A missing link in the countrywide fight against the rise of heroin abuse is intelligence sharing between law enforcement and public health officials, according to Northeastern University drug policy expert Leo Beletsky.

To close that link, the White House on Monday announced a new program that will pair those two entities in order to get a better—and faster—handle on the crisis. This is part of a broader shift in focus that emphasizes treatment rather than incarceration.

“The first step to facing any problem is understanding the scope, and that is what the effort announced today helps to tackle,” said Beletsky, an associate professor who holds joint appointments in the School of Law and Bouvé College of Health Sciences. “It is really focused on getting accurate information in place, which is absolutely necessary.”

Leo Beletsky

Assistant professor Leo Beletsky. Photo by Brooks Canaday/for Northeastern University

Beletsky was the lead author on a paper published last month that examined opportunities to curb 0pioid overdose among individuals newly released from prison.

White House responds

Under the program, a public health coordinator and public safety coordinator will be hired in 15 states—including all six New England states—where addiction is a particularly big problem, to determine where heroin use is most prevalent, where it is coming from, and to track especially dangerous trends.

“This a welcomed development,” Beletsky said. “Traditionally, the two sectors have been collecting information in their own way and often doing it with different metrics. This program is focused on aligning this intelligence, sharing it, and using it to inform timely action.”

Closer to home

The police chief in the coastal town of Gloucester, Massachusetts, in June shifted his department’s response to drug dependence, announcing that anyone who comes to the police station asking for help to battle addiction will get it, rather than face arrest.

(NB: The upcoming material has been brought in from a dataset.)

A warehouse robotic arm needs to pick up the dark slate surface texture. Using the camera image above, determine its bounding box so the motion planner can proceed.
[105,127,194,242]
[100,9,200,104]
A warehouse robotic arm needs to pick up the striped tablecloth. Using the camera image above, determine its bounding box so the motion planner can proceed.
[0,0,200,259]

“For many years, it has been primarily advocates and academics who have been drumming the drum for  more treatment resources, but once you start having a police chief say ‘There is no place for us to refer people,’ that is a very different channel for the information to be distributed,” Beletsky said.

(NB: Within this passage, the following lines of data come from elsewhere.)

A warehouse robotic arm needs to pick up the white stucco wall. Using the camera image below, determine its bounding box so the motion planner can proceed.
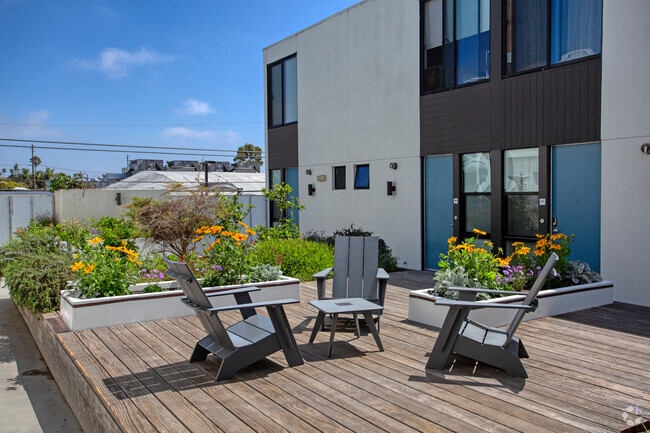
[264,0,422,269]
[601,0,650,306]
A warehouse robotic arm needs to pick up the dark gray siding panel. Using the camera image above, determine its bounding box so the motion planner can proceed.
[420,85,490,155]
[266,123,298,170]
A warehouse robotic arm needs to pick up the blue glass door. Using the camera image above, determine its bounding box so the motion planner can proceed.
[552,143,601,272]
[424,155,454,269]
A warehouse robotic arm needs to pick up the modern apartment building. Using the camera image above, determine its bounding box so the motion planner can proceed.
[264,0,650,305]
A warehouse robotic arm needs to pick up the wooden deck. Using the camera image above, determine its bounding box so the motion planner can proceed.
[26,273,650,433]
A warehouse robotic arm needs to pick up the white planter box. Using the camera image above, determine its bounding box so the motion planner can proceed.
[60,277,300,331]
[408,281,614,328]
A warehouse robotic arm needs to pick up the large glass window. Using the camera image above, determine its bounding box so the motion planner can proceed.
[267,55,298,128]
[503,148,539,240]
[505,0,603,75]
[422,0,490,93]
[463,153,492,236]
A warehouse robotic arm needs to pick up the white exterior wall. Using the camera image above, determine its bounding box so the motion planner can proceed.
[264,0,422,269]
[601,0,650,306]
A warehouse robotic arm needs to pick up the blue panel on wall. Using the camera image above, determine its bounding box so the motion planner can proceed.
[552,143,601,272]
[285,168,300,227]
[424,155,454,269]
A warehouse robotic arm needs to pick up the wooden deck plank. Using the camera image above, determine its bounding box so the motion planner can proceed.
[34,272,650,433]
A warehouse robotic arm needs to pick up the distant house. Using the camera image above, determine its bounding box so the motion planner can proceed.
[264,0,650,305]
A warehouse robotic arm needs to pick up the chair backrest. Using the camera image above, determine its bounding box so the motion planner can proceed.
[332,236,379,299]
[165,258,235,350]
[504,253,560,346]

While he praised Gloucester’s program, he also noted that addressing addiction goes well beyond drug treatment programs. In most cases, there are more complex issues at the root of an addiction, such as mental health problems, untreated pain and other health issues, as well as broader problems like unemployment and lack of access to housing.

“All those issues play a role in why people not only turn to drugs in the first place, but also allow their addiction to take hold of their lives,” Beletsky said. “There is not a quick, one-size-fits-all solution.”

‘This is a real national crisis’

In the past decade deaths related to heroin use have quadrupled, according to the Centers for Disease Control and Prevention. In 2013 alone, more than 8,200 people in the U.S. died of heroin overdoses.

Last week presidential candidate Hillary Clinton held a substance abuse forum in Keene, New Hampshire, stating that stakeholders need to renew their focus on how best to address the problem. Beletsky, for his part, said that he’s surprised more presidential candidates aren’t discussing this topic.

“This is a real national crisis,” Beletsky noted. “I am surprised it hasn’t been made more of an issue already. I can only hope we hear from more presidential candidates on what they would do to address it.”